If the number of free PTEs at boot look normal, then decline with load, the following should be reviewed:
How many processes is each user running? Lite users may only be running 4 while heavy users may be running 20 or more. A few heavy users can make the difference between getting 50+ users on a system and only getting 30 users.
Are there any programs that can be removed? It is not uncommon for new programs to get added but old programs are still installed. Try removing those that are not needed.
Is there an individual program that is creating a lot of threads? Threads per process can be viewed by adding the thread column in task manager. I had one customer that had a custom program that was creating over 350 threads per instance - almost all of them UI threads (350 threads * 16 PTE’s = 5600 PTE’s per instance of this program).
Note On average ½ of threads will be UI threads.

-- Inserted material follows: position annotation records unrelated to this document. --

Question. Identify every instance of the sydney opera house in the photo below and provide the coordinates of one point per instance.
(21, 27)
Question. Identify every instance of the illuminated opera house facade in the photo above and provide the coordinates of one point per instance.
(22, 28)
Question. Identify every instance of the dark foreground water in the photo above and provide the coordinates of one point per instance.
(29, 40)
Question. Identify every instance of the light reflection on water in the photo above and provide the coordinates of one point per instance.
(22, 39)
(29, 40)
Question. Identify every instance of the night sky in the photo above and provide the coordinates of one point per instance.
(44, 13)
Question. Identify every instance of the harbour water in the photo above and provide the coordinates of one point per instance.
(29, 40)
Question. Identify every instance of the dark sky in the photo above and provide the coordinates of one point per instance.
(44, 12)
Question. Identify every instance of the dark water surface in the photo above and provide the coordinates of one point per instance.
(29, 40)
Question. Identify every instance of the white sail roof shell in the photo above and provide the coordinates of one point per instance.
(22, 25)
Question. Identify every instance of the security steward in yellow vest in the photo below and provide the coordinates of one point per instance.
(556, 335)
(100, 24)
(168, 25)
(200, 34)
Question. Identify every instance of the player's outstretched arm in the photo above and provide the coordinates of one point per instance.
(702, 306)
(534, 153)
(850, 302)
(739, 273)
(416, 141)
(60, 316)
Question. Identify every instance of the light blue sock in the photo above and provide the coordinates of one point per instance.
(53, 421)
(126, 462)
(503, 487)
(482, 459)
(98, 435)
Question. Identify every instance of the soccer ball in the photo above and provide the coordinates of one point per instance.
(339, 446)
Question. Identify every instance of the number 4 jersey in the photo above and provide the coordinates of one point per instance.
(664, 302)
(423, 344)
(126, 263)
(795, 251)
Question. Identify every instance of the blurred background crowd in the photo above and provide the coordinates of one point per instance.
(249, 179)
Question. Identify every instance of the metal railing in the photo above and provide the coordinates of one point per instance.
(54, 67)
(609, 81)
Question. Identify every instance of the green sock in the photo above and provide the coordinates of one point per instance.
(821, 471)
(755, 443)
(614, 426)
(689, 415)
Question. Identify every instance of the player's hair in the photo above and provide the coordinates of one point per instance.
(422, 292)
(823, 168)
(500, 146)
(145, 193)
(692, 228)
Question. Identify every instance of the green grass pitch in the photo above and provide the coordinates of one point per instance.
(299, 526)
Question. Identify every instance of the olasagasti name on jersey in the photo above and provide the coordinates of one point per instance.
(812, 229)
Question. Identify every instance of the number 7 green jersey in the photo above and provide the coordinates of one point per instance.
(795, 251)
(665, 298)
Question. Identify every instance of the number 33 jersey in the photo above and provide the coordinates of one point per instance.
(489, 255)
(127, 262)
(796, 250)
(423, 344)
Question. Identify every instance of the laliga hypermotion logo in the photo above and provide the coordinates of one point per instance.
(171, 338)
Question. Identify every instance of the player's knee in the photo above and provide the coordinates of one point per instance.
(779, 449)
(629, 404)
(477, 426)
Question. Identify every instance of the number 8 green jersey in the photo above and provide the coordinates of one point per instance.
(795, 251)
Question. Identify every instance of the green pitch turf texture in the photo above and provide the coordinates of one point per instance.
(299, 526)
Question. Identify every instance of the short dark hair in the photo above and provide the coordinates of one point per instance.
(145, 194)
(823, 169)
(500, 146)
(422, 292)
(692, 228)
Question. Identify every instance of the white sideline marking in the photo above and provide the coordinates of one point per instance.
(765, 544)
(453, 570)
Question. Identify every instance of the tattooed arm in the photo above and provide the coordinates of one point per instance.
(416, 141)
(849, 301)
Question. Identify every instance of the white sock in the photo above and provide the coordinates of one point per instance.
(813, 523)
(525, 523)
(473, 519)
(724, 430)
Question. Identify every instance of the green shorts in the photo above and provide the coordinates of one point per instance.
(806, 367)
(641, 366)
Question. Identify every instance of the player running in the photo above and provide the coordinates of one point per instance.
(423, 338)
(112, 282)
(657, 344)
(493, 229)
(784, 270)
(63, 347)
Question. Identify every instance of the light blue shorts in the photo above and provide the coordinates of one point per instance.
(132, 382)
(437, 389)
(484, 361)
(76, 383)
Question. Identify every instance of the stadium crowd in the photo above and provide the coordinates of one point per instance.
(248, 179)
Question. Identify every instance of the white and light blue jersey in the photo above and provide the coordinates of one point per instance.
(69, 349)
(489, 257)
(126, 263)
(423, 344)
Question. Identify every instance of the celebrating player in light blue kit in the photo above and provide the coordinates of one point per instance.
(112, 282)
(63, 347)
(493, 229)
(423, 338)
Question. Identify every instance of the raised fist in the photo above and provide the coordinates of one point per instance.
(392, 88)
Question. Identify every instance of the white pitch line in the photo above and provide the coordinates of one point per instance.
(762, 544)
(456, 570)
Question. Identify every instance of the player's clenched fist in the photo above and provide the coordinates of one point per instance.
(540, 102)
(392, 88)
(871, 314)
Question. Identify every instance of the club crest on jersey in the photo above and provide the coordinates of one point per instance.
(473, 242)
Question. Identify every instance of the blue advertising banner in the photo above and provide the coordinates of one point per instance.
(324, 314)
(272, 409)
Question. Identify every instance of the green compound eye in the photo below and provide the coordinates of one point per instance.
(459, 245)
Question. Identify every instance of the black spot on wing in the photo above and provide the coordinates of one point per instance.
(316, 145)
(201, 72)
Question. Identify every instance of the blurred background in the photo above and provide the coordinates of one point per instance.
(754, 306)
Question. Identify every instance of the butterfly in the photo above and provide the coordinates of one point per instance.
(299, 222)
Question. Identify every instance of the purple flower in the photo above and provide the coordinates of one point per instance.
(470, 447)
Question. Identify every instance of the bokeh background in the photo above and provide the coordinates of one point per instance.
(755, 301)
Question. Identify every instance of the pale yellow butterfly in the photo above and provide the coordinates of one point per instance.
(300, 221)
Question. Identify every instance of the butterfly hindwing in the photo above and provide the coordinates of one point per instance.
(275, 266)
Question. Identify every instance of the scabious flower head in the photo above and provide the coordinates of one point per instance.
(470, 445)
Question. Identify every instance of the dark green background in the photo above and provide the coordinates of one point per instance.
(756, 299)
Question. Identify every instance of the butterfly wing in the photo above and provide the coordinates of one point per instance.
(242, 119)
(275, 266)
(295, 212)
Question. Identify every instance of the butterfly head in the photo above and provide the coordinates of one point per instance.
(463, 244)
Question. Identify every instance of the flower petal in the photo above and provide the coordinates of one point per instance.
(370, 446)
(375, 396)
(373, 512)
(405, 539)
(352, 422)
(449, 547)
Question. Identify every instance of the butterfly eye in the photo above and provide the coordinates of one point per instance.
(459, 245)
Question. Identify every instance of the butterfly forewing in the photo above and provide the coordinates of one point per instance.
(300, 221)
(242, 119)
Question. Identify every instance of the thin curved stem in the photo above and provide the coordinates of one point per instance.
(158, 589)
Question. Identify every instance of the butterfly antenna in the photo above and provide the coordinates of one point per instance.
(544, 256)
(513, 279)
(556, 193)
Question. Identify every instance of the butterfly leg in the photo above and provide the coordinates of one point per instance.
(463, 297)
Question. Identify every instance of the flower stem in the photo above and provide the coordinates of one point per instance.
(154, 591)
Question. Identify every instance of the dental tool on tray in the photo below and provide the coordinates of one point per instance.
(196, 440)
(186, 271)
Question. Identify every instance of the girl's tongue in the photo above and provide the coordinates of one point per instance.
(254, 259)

So on a system with 10000 threads they will use the following:
5,000 threads * 4 PTE’s + 5,000 threads * 16 PTE’s = 100,000 PTE’s used just for thread stacks
After looking at both the number of the PTEs being created at boot and removing any unneeded processes, then you will have optimized the number of Free System PTEs. If free PTEs continue to decrease into the danger area, then the Server load will need to be reduced by limiting the number of logged on users. If you still experience issues, then an x64 OS could be in your future.
In some cases, it is also good to look at "SystemPages" value under HKLM\SYSTEM\CurrentControlSet\Control\Session Manager\Memory Management. Default should be 0, but i had one case in the past where this was set to a number like 50000 by someone on both nodes in one Itanium cluster. When running under load, system was not able to create any new threads, perform failover etc.
Critical information in simple words. The limitation and optimized utilization of the resources will let you know whats going in and out of the System. Thanks for the article.